Jean-Fabien m'invite (sans doute un peu malicieusement) à clarifier ma position par rapport à l'élection présidentielle et Galaté apporte un éclairage intéressant sur le questionnement de certains dans ma famille politique.

Quelques considérations inspirées par la situation du moment :

- Les Français commencent à parler beaucoup politique mais nous ne sommes pas encore entrés dans la phase active de la campagne, plutôt dans une phase de positionnement (rappelons-nous les sondages de Février 1995 et 2002). J'avoue que le niveau actuel (gaffes contre RG) le laisse sur ma faim.

- La capacité de nuisance de Jean-Marie Le Pen a changé de style. Elle n'en est que plus inquiétante et je crois que le débat sur "Bayrou 3ème homme" masque la persistance d'un vrai risque extrémiste.

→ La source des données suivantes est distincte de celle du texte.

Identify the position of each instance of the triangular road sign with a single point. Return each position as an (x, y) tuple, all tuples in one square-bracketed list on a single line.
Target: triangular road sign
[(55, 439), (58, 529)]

- Dans ma famille politique, une page est manifestement en train de se tourner. Elle ne le sera néanmoins que lorsque le Président de la République aura parlé.

- J'aurais aimé qu'une candidature s'inscrive dans la fidélité à un certain humanisme politique et à ceux qui l'ont porté (Chirac, Juppé, Raffarin, Villepin). Il n'en sera rien et je le regrette.

Dire, comme Jean-Fabien, que Nicolas Sarkozy m'inquiète est excessif : je n'ai pas aimé certaines de ses attitudes et de ses positions (le Karcher, les racailles, le soutien à Bush,..), je n'aime pas l'évolution de l'UMP en fan-club et je l'ai toujours dit.

Pour autant, je n'ai jamais renié ma famille politique et ce ne sont ni l'inaccessible quête de Bayrou, ni la légéreté programmatique de Royal qui m'y inciteront aujourd'hui.

Voici, très franchement, mon état d'esprit du moment.

Je sais néanmoins d'expérience qu'une campagne présidentielle est une aventure riche en rebondissements et je me garderai bien de graver dans le marbre des jugements définitifs sur cette campagne.